Enquanto menino de 6 anos lutava pela vida, médica negociava venda de cosméticos pela internet
A Polícia Civil do Amazonas concluiu que a morte do menino Benício Xavier de Freitas, de 6 anos, foi resultado de um erro médico considerado “grotesco”. A criança morreu após receber adrenalina por via intravenosa, quando o procedimento correto, segundo a investigação, seria por inalação.
Durante o momento crítico, enquanto Benício estava na “sala vermelha” — área destinada a pacientes em estado grave — a médica responsável pelo atendimento, Juliana Brasil, trocava mensagens vendendo cosméticos.
A conversa aconteceu cerca de uma hora e meia após a aplicação da adrenalina. No conteúdo encontrado no celular da médica, apreendido após o caso, ela negocia a venda com uma cliente:
— “Mas deixei por 190 pra você”, escreveu Juliana, após informar que o produto custava R$ 200.
A cliente então pede a forma de pagamento:
— “Me manda a chave Pix”
Na sequência, a médica envia os dados para a transferência.

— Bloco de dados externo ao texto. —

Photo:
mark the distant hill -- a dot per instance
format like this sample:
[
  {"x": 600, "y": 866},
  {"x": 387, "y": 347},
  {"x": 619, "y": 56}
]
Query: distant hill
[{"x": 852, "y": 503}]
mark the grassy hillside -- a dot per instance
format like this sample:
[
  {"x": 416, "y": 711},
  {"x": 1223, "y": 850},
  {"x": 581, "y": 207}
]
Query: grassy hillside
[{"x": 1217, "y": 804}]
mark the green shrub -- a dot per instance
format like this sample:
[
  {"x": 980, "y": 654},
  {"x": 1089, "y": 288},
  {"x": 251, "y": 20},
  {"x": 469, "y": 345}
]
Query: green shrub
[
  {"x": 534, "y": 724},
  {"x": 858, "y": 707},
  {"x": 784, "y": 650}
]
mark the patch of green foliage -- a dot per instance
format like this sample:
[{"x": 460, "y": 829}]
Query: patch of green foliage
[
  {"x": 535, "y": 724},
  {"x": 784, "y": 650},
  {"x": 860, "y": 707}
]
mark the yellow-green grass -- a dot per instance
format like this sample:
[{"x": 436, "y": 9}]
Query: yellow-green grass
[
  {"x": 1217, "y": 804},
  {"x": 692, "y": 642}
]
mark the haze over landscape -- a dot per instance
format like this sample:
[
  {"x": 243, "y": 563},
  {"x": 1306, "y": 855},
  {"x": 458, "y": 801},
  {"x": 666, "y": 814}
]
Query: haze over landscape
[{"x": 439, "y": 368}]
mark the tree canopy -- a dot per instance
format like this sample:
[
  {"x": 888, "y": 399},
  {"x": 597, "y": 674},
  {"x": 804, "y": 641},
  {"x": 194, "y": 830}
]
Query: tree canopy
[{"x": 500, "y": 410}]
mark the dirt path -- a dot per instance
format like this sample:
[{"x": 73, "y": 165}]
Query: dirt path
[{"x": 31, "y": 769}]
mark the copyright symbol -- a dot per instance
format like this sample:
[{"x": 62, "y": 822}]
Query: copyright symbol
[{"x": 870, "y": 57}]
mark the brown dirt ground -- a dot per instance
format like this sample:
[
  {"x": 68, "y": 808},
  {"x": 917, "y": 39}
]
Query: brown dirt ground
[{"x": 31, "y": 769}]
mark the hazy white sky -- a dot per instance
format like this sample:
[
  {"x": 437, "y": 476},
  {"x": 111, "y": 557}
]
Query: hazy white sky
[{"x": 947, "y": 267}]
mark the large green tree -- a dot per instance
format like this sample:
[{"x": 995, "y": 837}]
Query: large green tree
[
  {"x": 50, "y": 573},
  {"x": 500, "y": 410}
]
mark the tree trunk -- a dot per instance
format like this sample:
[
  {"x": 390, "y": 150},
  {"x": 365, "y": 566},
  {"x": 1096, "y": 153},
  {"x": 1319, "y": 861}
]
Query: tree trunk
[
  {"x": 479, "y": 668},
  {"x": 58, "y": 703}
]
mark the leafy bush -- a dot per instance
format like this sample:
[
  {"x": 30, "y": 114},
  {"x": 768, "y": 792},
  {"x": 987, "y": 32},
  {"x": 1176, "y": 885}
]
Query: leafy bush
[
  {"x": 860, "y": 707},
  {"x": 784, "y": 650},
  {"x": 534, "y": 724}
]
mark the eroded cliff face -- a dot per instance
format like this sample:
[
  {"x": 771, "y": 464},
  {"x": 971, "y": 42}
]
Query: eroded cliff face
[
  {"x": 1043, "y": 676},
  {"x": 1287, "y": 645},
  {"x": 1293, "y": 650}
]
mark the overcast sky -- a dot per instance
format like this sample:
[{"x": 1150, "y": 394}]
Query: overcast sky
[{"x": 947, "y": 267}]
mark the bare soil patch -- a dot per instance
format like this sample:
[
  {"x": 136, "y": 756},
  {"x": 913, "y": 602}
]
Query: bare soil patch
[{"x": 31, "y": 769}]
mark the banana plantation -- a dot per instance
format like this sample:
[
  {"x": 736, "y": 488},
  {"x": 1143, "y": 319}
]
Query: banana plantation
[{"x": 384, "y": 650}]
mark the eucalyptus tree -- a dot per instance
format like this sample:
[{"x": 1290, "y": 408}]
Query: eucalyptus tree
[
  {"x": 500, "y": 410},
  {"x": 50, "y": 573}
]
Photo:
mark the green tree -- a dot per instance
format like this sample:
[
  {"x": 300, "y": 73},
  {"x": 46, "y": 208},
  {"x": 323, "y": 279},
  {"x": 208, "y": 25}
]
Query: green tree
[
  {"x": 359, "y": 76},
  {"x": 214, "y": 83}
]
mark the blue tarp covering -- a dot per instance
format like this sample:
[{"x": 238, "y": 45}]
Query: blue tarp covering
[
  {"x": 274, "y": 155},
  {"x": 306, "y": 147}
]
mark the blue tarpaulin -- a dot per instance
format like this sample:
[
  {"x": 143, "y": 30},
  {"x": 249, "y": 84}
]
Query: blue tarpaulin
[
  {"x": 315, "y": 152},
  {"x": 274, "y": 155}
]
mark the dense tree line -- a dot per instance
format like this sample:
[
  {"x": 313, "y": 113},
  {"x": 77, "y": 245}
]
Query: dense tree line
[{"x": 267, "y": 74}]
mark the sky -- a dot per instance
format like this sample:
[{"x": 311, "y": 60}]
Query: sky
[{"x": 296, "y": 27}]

Após o pagamento, a cliente responde:
— “Maravilhosa e poderosa”
Juliana, então, reage com uma figurinha acompanhada de emojis de coração.
Segundo o delegado responsável pelo caso, as mensagens indicam total indiferença diante da gravidade da situação.
Enquanto isso, Benício apresentava dificuldades respiratórias e era atendido por outros profissionais de saúde.
A investigação apontou que a criança sofreu uma overdose de adrenalina, e que o quadro se tornou irreversível. Peritos descartaram falhas na intubação ou na atuação da equipe da UTI.
Além disso, a polícia afirma que a médica tentou manipular provas ao apresentar um vídeo à Justiça, alegando uma falha no sistema do hospital. No entanto, mensagens encontradas em seu celular levantaram suspeitas sobre a autenticidade do material:
— “Ofereci dinheiro para ela filmar. KKK. Ela disse que vai tentar”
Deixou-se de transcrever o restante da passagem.